中国軍で対台湾作戦を担う東部戦区が、台湾を取り囲む形で大規模な統合演習を行った。台湾の頼清徳総統が就任式で中台統一を明確に拒否する発言をしたことに反発したものだが、台湾への脅しで地域の緊張を高めることは断じて容認できない。
離島奪取の構え見せる
演習は、軍用機や艦艇などによる「統合的な作戦遂行能力」を確認するため、台湾海峡と台湾本島の北部、南部、東部の周辺で実施。陸海空軍のほか、ミサイルを扱うロケット軍が参加した。港湾封鎖で台湾のエネルギー輸入を阻止するとともに、米国や同盟国の支援ルートを断ち切るための訓練だ。米台の軍事的協力を強く牽制(けんせい)することが狙いだろう。
頼氏は就任演説で「中華民国(台湾)と中華人民共和国は互いに隷属しない」と明言。中国の習近平政権は頼氏を「頑固な独立派」と敵視し、中台が別々の国だとする「二国論」を展開したと批判している。
「一つの中国」原則を掲げる習政権は、台湾統一へ武力行使も辞さないとしている。今回の大規模演習もこうした意思の表れと言えよう。しかし台湾の人たちのほとんどは、独立でも統一でもない「現状維持」を望んでいる。こうした台湾の民意を踏みにじることは許されない。
警戒すべきは、台湾が実効支配する金門島など中国大陸に近い離島の周辺でも演習が行われたことだ。海上警備を担う中国海警局も、離島沖で艦隊の訓練を実施した。金門島沿岸では5月に入ってから海警船が数回にわたって隊列を組んで航行している。離島を奪取する構えを見せることで頼政権への威圧を強める動きだ。
海警局は2018年7月、軍の最高指導機関、中央軍事委員会の指揮下にある人民武装警察部隊に移管され、軍との合同訓練を重ねてきた。沖縄県・尖閣諸島沖の領海への侵入も繰り返しており、日本としても今回の離島周辺の演習は看過できない事態だ。
中国軍は22年8月、ペロシ米下院議長(当時)の台湾訪問に反発し、今回と同様に台湾を包囲する形で大規模演習を実施。

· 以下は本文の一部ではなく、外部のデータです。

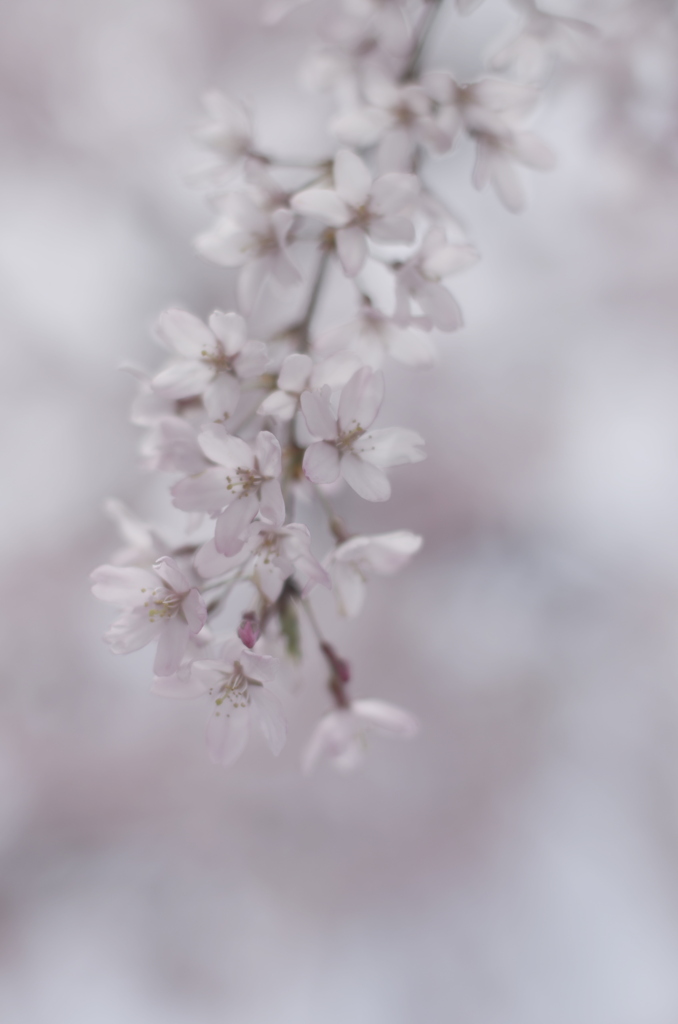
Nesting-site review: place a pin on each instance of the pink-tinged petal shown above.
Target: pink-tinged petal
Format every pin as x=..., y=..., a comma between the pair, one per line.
x=231, y=525
x=393, y=192
x=349, y=589
x=227, y=730
x=351, y=178
x=170, y=573
x=132, y=631
x=367, y=480
x=252, y=359
x=205, y=493
x=269, y=579
x=127, y=587
x=279, y=404
x=390, y=229
x=319, y=416
x=270, y=717
x=322, y=203
x=332, y=737
x=437, y=303
x=322, y=463
x=361, y=127
x=262, y=668
x=271, y=506
x=390, y=446
x=267, y=453
x=171, y=645
x=182, y=380
x=250, y=281
x=209, y=562
x=295, y=373
x=230, y=452
x=413, y=349
x=182, y=333
x=386, y=718
x=361, y=399
x=230, y=330
x=221, y=396
x=195, y=610
x=351, y=249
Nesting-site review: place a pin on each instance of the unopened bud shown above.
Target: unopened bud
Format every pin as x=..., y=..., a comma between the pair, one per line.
x=249, y=630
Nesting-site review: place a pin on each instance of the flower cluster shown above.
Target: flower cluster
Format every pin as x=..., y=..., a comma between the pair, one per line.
x=252, y=429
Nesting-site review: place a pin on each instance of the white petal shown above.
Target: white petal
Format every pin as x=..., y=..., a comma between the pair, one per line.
x=227, y=730
x=181, y=332
x=221, y=396
x=318, y=414
x=393, y=192
x=361, y=399
x=321, y=463
x=229, y=452
x=230, y=330
x=125, y=586
x=351, y=178
x=367, y=480
x=387, y=718
x=323, y=203
x=295, y=373
x=170, y=572
x=267, y=454
x=271, y=718
x=390, y=446
x=171, y=645
x=230, y=530
x=351, y=249
x=195, y=610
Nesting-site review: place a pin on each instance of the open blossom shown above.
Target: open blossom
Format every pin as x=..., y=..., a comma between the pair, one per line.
x=239, y=681
x=244, y=481
x=211, y=360
x=352, y=562
x=358, y=208
x=346, y=446
x=341, y=736
x=253, y=235
x=158, y=604
x=271, y=553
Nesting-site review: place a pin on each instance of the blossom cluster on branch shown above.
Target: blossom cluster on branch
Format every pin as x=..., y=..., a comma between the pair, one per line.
x=250, y=429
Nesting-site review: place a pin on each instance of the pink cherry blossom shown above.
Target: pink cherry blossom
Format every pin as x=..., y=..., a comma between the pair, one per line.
x=341, y=736
x=358, y=208
x=158, y=604
x=346, y=446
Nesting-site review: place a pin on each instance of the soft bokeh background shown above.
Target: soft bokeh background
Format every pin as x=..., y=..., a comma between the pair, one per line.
x=516, y=864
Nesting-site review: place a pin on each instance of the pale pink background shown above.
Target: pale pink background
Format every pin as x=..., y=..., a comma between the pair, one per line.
x=517, y=864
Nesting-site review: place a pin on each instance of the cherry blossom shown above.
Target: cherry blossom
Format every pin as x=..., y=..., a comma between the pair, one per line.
x=358, y=208
x=341, y=736
x=346, y=446
x=351, y=563
x=159, y=604
x=244, y=481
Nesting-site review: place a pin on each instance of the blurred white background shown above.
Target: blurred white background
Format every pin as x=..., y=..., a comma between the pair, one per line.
x=518, y=863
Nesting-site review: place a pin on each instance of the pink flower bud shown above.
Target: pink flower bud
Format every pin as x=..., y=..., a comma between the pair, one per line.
x=249, y=630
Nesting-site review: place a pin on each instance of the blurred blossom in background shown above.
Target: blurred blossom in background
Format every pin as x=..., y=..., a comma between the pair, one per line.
x=518, y=862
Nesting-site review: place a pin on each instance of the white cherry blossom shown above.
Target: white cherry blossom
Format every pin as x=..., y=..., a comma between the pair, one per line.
x=158, y=604
x=244, y=480
x=351, y=563
x=341, y=736
x=211, y=360
x=239, y=681
x=346, y=446
x=358, y=208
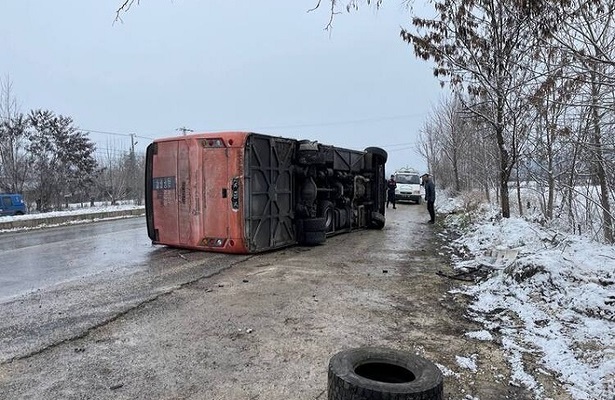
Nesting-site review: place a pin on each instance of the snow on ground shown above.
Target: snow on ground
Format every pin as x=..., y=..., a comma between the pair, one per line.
x=73, y=209
x=551, y=297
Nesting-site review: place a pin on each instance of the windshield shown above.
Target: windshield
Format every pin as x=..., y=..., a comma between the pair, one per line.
x=411, y=179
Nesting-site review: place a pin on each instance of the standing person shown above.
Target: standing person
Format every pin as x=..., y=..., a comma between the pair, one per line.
x=391, y=186
x=430, y=196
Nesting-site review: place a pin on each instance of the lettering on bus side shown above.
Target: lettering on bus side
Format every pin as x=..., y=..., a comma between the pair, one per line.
x=165, y=189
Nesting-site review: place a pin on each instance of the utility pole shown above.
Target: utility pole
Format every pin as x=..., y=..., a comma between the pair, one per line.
x=183, y=130
x=133, y=171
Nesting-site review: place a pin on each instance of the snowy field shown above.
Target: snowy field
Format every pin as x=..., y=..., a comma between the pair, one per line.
x=544, y=294
x=74, y=209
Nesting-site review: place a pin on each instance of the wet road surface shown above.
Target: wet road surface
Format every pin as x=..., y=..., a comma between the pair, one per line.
x=36, y=259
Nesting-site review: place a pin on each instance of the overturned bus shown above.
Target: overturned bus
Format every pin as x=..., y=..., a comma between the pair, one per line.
x=244, y=192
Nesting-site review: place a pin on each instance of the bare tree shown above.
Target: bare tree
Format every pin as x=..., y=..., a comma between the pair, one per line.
x=478, y=46
x=14, y=160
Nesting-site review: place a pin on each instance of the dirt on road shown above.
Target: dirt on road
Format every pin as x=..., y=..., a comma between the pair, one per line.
x=266, y=327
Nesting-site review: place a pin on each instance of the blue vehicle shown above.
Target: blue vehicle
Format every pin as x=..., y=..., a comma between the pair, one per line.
x=12, y=204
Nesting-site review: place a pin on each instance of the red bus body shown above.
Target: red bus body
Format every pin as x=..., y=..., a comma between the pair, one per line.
x=242, y=192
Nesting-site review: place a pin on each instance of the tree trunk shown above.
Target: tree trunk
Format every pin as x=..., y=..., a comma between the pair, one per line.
x=599, y=162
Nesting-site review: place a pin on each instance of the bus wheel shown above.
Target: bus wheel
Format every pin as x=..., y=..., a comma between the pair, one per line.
x=313, y=238
x=314, y=225
x=373, y=373
x=327, y=211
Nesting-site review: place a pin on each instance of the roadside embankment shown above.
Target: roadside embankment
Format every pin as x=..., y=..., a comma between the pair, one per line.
x=28, y=222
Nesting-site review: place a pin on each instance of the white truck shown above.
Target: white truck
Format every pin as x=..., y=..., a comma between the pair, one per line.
x=409, y=186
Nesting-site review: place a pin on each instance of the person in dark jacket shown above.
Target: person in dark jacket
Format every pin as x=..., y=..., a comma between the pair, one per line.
x=391, y=186
x=430, y=196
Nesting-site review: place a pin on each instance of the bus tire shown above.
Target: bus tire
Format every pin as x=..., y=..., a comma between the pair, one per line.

弾道ミサイル5発が日本の排他的経済水域(EEZ)内に着弾するなど地域の緊張が高まった。台湾と日本最西端の沖縄県・与那国島は約110㌔しか離れていない。「台湾有事は日本有事」であることが改めて示されたと言える。
日米台の安保枠組みを
中国の呉江浩駐日大使は、頼氏の就任式に日本の国会議員が出席したことを巡って、日本が「中国分裂」の企てに関与すれば「日本の民衆は火の中に連れ込まれるだろう」と述べた。露骨な脅しであり、このような暴言は撤回させるべきだ。
だが、これが中国の本音であり、日本は一層の防衛力強化に努めなければならない。自由、民主主義、人権、法の支配といった基本的価値観を共有する日本と台湾は、中国を念頭に安全保障面でも関係を深めていく必要がある。
日台は中国の威圧に屈することなく、米国と共に安保対話の枠組みを創設し、抑止力向上に向けて連携強化を図るべきだ。